21st Century Students

blg scrsAs I laid out the schedule for our upcoming PE unit on bowling, I told my class I would teach them how to keep score.  “But why,” asked a puzzled student, “when the machines will do that for us?”

While it sounds like a line from a science fiction movie, it’s an issue I face daily. As a teacher in a 21st-century classroom, I’m often faced with the question of how useful a skill is now and how useful it will be in the near future.  Debates rage in social media over whether we should be teaching cursive, but there are other issues: analog (clock face) vs. digital time; multiplication tables vs. calculators; keyboarding vs. voice (or just thumbs). . .

The list of no-longer-taught items continues to grow: dictionary guide words, the library card catalog, using encyclopedias.  But at the same time, the list of necessary new skills also grows: validating online research, uploading an assignment, creating presentations on PowerPoint/Prezi/Keynote, using the Help feature on a new app or program.

When someone says students should know how to write in cursive or read a wristwatch in case their electronics break down, I point out that few of us can saddle a horse, make bread from scratch, or milk a cow.  When our cars break down, we find a ride; when we run out of bread or milk, we buy or borrow some.  We never go back to “the old ways.”  Humans have an amazing ability to adapt and to cope.
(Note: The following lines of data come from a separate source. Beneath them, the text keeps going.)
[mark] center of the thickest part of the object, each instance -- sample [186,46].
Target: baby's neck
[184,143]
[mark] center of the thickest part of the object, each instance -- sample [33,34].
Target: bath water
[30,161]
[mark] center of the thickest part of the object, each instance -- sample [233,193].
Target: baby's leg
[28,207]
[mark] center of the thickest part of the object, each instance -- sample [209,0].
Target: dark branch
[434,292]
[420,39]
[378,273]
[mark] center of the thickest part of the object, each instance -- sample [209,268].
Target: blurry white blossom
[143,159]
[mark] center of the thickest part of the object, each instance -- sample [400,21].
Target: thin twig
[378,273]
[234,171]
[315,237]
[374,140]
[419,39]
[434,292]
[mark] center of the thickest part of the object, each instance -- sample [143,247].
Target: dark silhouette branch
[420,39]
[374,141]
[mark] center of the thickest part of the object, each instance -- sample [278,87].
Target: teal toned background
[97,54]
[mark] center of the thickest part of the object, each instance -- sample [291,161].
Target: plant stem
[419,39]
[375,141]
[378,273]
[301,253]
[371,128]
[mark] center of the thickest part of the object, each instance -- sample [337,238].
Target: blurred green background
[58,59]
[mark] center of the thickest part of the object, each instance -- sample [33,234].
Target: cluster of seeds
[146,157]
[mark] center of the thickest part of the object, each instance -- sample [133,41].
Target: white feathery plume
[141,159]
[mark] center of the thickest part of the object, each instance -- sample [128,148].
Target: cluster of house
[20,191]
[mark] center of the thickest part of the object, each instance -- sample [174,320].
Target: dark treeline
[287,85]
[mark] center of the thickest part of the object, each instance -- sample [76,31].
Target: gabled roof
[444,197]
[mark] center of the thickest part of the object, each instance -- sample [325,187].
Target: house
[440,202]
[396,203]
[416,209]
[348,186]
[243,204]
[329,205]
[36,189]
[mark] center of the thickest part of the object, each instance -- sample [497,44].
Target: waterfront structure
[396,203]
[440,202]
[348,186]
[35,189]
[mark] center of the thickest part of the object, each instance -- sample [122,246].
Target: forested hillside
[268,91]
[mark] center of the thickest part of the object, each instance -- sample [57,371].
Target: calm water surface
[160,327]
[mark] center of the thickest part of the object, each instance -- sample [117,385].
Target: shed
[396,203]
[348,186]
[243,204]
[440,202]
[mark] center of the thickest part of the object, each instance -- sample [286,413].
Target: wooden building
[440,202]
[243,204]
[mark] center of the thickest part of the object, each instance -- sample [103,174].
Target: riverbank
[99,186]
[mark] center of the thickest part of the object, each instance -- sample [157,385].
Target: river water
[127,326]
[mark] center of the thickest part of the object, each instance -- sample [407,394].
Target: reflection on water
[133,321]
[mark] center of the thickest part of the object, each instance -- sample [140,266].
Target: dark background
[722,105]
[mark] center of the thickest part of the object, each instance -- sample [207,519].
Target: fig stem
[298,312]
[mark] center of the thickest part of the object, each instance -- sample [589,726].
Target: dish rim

There will always be an overlap of new skills with old; for example, sometimes I use Google to look up an answer and other times I ask SIRI.  Sometimes I look at an online map before I go and other times I just trust my phone’s GPS.  See how quickly new skills become old?

Yes, some day there may be an electromagnetic pulse that will stop all electricity and radio waves, like in sci-fi movies.  If that day comes, we will need to learn to live off the land, or use Morse code, or draw water from a well.  The “old skills” will become the new ones that everyone needs to know.  And we will adapt.

In the meantime, I’m going to sharpen some pencils and teach my kids how to score a strike.  For old time’s sake.